Injection of trigger points and associated muscles may be necessary. An injection of deep muscular structures, as in a scalene block, is dangerously close to the brachial plexus.

Non-steroidal anti-inflammatory drugs (NSAIDs) have a good analgesic as well as anti-inflammatory action and it may be the former that is rather more important.

Some people recommend muscle relaxants such as methocarbamol but they cause sedation.

Calcium-channel blocking agents may possibly be of value where there is vascular instability.

Early surgical intervention leads to better functional outcome than late surgery. This is because early intervention prevents degeneration of the brachial plexus and increases the effectiveness of postoperative physiotherapy.

Surgical intervention may help where there is an obvious physical lesion but, in many cases where this is not the case, it not only fails to improve matters but may lead to deterioration.

Damage to the long thoracic nerve or the brachial plexus is a possibility.

Patients need careful appraisal before neurosurgery.

Paget-Schrötter syndrome requires thrombolysis followed by surgical decompression of the subclavian vein. This gives rather better results than more conservative practices such as anticoagulation.

Some surgeons resect the first rib through a transaxillary approach and others remove the scalene muscles too.

Cervical ribs and fibrous bands should be removed if they are tethering the plexus.

Another option is decompression with neurolysis of the involved regions of the brachial plexus, especially the C7, C8 and T1 nerve roots, through a supraclavicular approach (supraclavicular ‘neuroplasty’).

There is some evidence that transaxillary rib resection is more effective than supraclavicular neuroplasty in relieving pain.

Where the clavicle has been fractured, the removal of excessive callus may be required. Fixation of a fracture that has failed to unite may be required.

As mentioned earlier, reduction of very large breasts may be beneficial. Botulinum toxin may help with symptom relief.

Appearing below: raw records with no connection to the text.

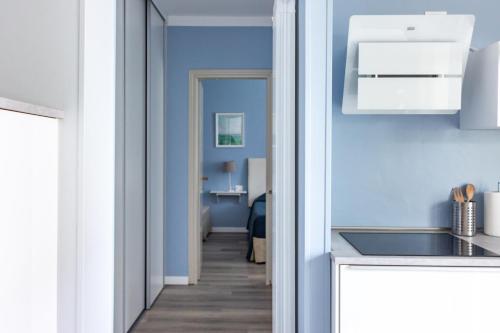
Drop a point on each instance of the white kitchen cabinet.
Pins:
(415, 299)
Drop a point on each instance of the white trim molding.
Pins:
(36, 110)
(219, 21)
(229, 229)
(283, 205)
(176, 280)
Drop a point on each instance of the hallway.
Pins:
(231, 295)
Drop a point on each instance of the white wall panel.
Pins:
(28, 222)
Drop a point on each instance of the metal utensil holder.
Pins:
(464, 218)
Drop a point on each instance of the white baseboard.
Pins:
(176, 280)
(229, 229)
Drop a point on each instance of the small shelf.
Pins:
(236, 194)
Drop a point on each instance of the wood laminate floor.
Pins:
(231, 295)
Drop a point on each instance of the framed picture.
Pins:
(229, 130)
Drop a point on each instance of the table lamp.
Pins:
(229, 167)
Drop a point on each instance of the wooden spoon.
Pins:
(469, 191)
(458, 195)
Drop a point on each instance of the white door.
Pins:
(155, 144)
(419, 299)
(135, 160)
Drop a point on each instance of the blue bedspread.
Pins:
(256, 224)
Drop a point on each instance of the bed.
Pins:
(256, 224)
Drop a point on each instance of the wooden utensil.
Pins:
(458, 196)
(469, 191)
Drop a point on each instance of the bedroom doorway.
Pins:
(228, 134)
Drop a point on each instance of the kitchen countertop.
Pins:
(344, 253)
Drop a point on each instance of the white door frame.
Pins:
(283, 240)
(195, 168)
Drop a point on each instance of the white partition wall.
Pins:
(28, 222)
(135, 160)
(155, 155)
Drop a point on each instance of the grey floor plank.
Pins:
(231, 295)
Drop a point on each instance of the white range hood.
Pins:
(406, 64)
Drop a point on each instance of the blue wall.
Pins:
(197, 48)
(226, 96)
(398, 170)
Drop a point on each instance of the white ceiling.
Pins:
(220, 8)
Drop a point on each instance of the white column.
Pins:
(314, 166)
(96, 237)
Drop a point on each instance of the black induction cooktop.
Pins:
(414, 244)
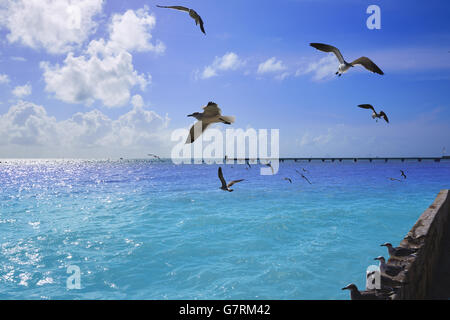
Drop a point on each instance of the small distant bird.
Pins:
(194, 15)
(154, 156)
(270, 166)
(403, 174)
(211, 114)
(344, 65)
(303, 176)
(388, 269)
(399, 251)
(355, 294)
(225, 186)
(375, 115)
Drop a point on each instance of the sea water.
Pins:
(154, 230)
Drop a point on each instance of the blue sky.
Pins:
(122, 81)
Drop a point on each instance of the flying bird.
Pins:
(225, 186)
(399, 251)
(154, 156)
(194, 15)
(403, 174)
(303, 176)
(388, 269)
(375, 115)
(211, 114)
(270, 166)
(344, 65)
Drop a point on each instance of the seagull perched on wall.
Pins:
(375, 115)
(225, 186)
(194, 15)
(211, 114)
(355, 294)
(399, 251)
(344, 65)
(388, 269)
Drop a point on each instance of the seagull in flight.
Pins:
(211, 114)
(303, 176)
(225, 186)
(375, 115)
(403, 174)
(344, 65)
(270, 166)
(288, 179)
(154, 156)
(194, 15)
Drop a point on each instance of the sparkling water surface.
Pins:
(154, 230)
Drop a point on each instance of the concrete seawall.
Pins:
(428, 273)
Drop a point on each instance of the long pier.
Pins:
(354, 159)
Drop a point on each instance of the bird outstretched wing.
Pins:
(384, 116)
(368, 64)
(222, 179)
(181, 8)
(196, 131)
(233, 182)
(328, 48)
(211, 110)
(367, 106)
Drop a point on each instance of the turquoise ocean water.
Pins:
(154, 230)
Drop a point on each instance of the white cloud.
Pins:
(57, 26)
(229, 61)
(131, 31)
(27, 125)
(4, 78)
(137, 101)
(105, 70)
(271, 66)
(22, 91)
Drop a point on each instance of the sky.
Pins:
(103, 78)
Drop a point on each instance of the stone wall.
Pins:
(430, 235)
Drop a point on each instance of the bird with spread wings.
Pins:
(344, 65)
(194, 15)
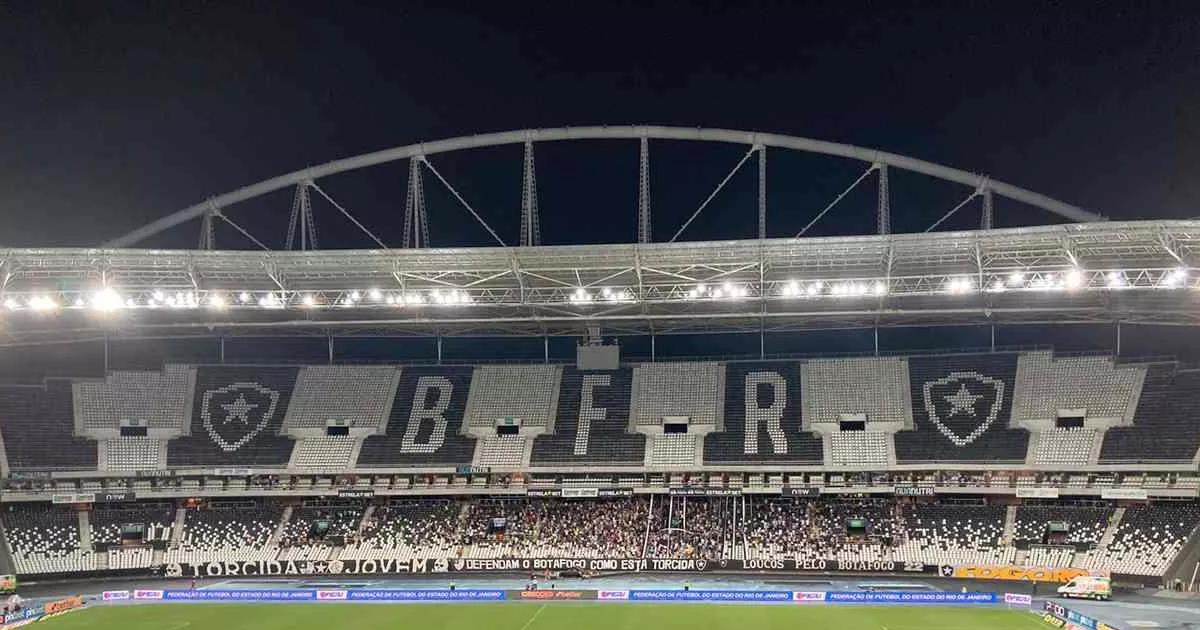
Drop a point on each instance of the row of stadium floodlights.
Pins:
(108, 299)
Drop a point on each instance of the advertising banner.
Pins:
(711, 595)
(1018, 599)
(239, 595)
(63, 605)
(115, 497)
(424, 595)
(533, 565)
(1062, 617)
(1080, 619)
(1037, 493)
(1025, 574)
(688, 491)
(23, 617)
(552, 594)
(1125, 493)
(922, 597)
(73, 497)
(913, 491)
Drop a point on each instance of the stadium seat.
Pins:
(237, 531)
(157, 401)
(37, 424)
(689, 390)
(358, 395)
(1167, 423)
(1045, 384)
(237, 414)
(525, 391)
(328, 453)
(45, 539)
(1063, 447)
(762, 418)
(875, 387)
(961, 408)
(424, 427)
(592, 421)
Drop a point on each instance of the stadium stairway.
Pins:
(1186, 565)
(177, 531)
(1009, 525)
(6, 565)
(366, 519)
(84, 531)
(274, 541)
(1111, 529)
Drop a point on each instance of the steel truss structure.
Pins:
(1095, 273)
(1092, 271)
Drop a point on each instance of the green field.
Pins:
(529, 616)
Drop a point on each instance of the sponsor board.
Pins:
(1125, 493)
(550, 594)
(239, 595)
(76, 497)
(425, 595)
(930, 597)
(63, 605)
(527, 565)
(913, 491)
(1027, 574)
(23, 616)
(1080, 619)
(1037, 493)
(688, 491)
(1062, 617)
(1018, 599)
(711, 595)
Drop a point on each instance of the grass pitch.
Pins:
(531, 616)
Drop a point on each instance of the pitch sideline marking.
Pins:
(534, 616)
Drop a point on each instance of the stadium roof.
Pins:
(1104, 271)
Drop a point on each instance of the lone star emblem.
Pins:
(964, 403)
(221, 419)
(239, 409)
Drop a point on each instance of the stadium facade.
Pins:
(1011, 463)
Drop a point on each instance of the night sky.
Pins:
(115, 113)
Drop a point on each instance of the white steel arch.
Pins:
(981, 183)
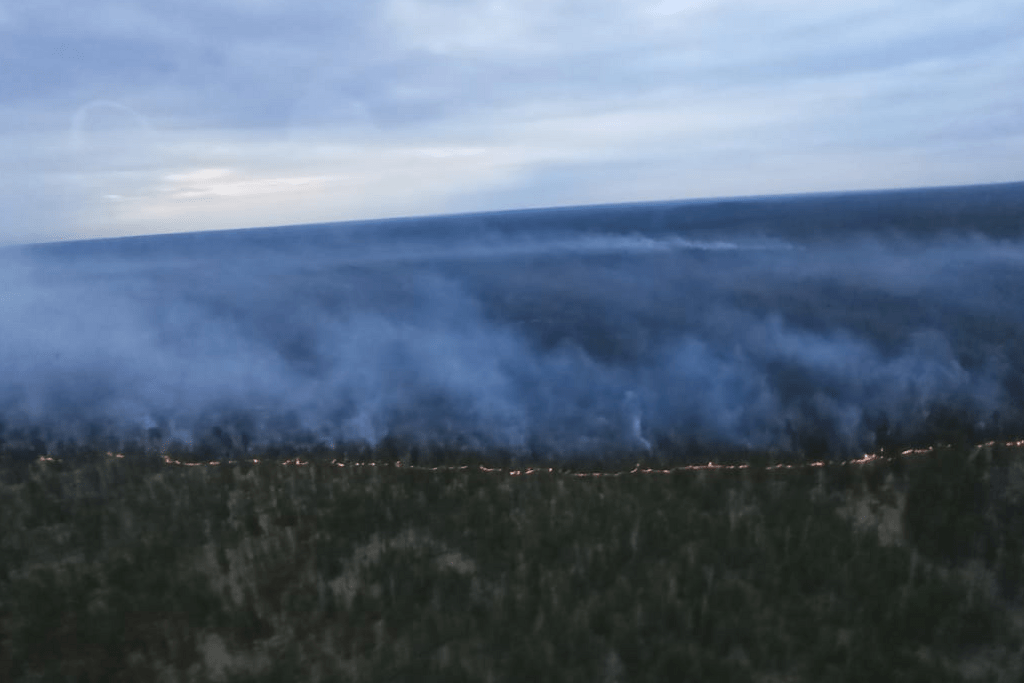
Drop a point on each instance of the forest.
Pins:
(374, 564)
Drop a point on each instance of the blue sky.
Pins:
(126, 118)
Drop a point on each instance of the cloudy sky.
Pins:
(125, 118)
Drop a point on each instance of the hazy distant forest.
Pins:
(770, 439)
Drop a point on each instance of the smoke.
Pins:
(562, 331)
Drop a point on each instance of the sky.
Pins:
(130, 118)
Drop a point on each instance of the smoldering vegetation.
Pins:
(816, 325)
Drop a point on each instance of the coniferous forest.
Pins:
(389, 565)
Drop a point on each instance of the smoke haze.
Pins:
(760, 323)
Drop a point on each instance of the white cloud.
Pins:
(214, 116)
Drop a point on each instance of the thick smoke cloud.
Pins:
(763, 324)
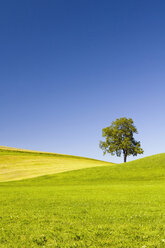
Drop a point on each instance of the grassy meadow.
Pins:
(118, 206)
(16, 164)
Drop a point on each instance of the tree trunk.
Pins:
(125, 156)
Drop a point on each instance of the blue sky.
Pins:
(69, 68)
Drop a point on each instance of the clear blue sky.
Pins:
(69, 68)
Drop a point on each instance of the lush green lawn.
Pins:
(16, 164)
(119, 206)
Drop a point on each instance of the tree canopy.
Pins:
(119, 139)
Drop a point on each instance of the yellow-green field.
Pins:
(16, 164)
(116, 206)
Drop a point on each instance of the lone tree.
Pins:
(119, 139)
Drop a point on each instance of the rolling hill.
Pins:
(16, 164)
(118, 206)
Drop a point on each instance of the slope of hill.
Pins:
(16, 164)
(119, 206)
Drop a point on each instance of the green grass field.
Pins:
(118, 206)
(16, 164)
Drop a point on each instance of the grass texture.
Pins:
(118, 206)
(16, 164)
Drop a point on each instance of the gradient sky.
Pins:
(69, 68)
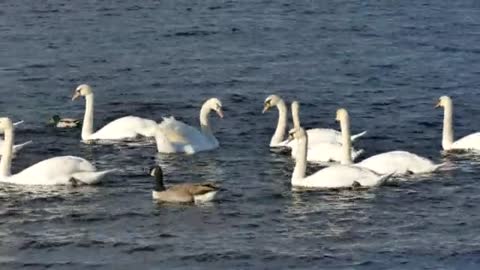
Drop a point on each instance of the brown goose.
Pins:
(181, 193)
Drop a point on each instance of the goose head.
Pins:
(5, 123)
(270, 102)
(342, 115)
(54, 120)
(444, 101)
(82, 90)
(157, 172)
(216, 105)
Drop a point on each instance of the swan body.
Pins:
(469, 142)
(322, 135)
(399, 162)
(182, 193)
(336, 176)
(174, 136)
(394, 162)
(64, 170)
(125, 128)
(326, 152)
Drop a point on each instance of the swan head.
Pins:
(157, 172)
(82, 90)
(342, 115)
(296, 133)
(444, 101)
(5, 123)
(295, 105)
(270, 102)
(216, 105)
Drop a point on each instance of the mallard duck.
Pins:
(181, 193)
(59, 122)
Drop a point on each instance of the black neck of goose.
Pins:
(159, 181)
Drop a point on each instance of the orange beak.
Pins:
(75, 95)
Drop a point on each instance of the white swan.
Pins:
(321, 151)
(66, 170)
(469, 142)
(315, 135)
(393, 162)
(124, 128)
(174, 136)
(336, 176)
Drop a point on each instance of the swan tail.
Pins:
(20, 146)
(356, 136)
(356, 154)
(91, 178)
(384, 179)
(445, 166)
(18, 123)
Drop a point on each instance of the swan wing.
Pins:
(398, 162)
(321, 135)
(339, 176)
(54, 171)
(193, 139)
(325, 152)
(471, 141)
(125, 128)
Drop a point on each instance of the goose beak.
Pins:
(75, 96)
(265, 108)
(220, 113)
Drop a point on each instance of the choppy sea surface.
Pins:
(386, 61)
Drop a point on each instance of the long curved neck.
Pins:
(279, 134)
(87, 127)
(6, 160)
(204, 121)
(301, 161)
(447, 138)
(295, 116)
(346, 141)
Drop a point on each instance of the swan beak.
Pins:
(75, 96)
(265, 108)
(290, 138)
(220, 112)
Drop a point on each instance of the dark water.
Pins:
(386, 61)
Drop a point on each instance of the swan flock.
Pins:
(334, 149)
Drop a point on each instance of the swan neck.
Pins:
(279, 134)
(6, 160)
(295, 117)
(447, 135)
(301, 160)
(346, 141)
(87, 127)
(204, 121)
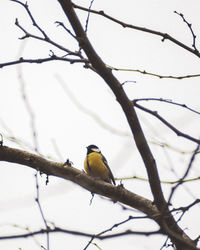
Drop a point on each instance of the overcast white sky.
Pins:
(65, 127)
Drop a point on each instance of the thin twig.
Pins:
(40, 208)
(167, 101)
(164, 36)
(144, 72)
(88, 16)
(185, 174)
(178, 132)
(191, 30)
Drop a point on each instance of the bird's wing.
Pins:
(110, 172)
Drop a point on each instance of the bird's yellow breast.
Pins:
(95, 166)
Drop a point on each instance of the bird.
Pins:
(96, 165)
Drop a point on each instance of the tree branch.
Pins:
(155, 113)
(164, 36)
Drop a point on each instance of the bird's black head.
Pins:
(93, 148)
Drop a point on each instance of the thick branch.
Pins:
(177, 235)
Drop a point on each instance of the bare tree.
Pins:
(159, 210)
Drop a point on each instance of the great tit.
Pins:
(96, 165)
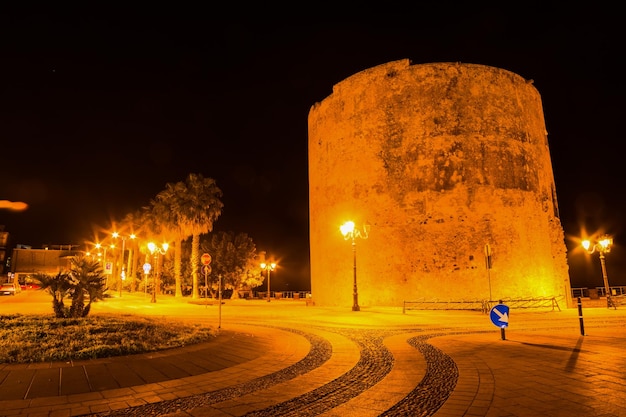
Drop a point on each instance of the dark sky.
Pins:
(99, 109)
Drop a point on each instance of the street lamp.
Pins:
(103, 260)
(156, 251)
(603, 246)
(268, 267)
(350, 233)
(123, 272)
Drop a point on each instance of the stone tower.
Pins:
(439, 161)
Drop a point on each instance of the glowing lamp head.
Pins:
(605, 243)
(347, 228)
(270, 267)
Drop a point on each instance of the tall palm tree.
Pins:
(195, 204)
(162, 207)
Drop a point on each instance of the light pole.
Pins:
(350, 233)
(156, 251)
(268, 267)
(103, 261)
(123, 272)
(603, 246)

Complications and prognosis

Generally prognosis is good, unless the condition is severe enough to merit surgery and spontaneous recovery will occur. However, sometimes complications occur :

Neurological complications.

Thrombosis,

ischaemia

pseudoaneurysm.

Post-thrombotic syndrome of the lower limb following deep vein thrombosis is well recognised but problems may also follow thrombosis of the upper limb.

CONCLUSION

Cervical ribs are anomalies that arise from the lowest cervical vertebrae but their relationship to thoracic outlet syndrome (TOS) is not so constant that the two conditions should be seen as synonymous. Perhaps no more than 10% of people who have cervical ribs develop Thoracic Outlet Syndrome (TOS) and the syndrome may well occur in the absence of ribs.

Diagnosis of TOS may be difficult and depends upon a thorough history and examination together with supportive tests.

Two main types have been identified – vascular and neurogenic. The vascular type can be further categorised into arterial or venous. Neurogenic TOS can be subcategorised into true or disputed. The true form is accompanied by objective findings whereas the disputed form (which is in fact far more common) is not.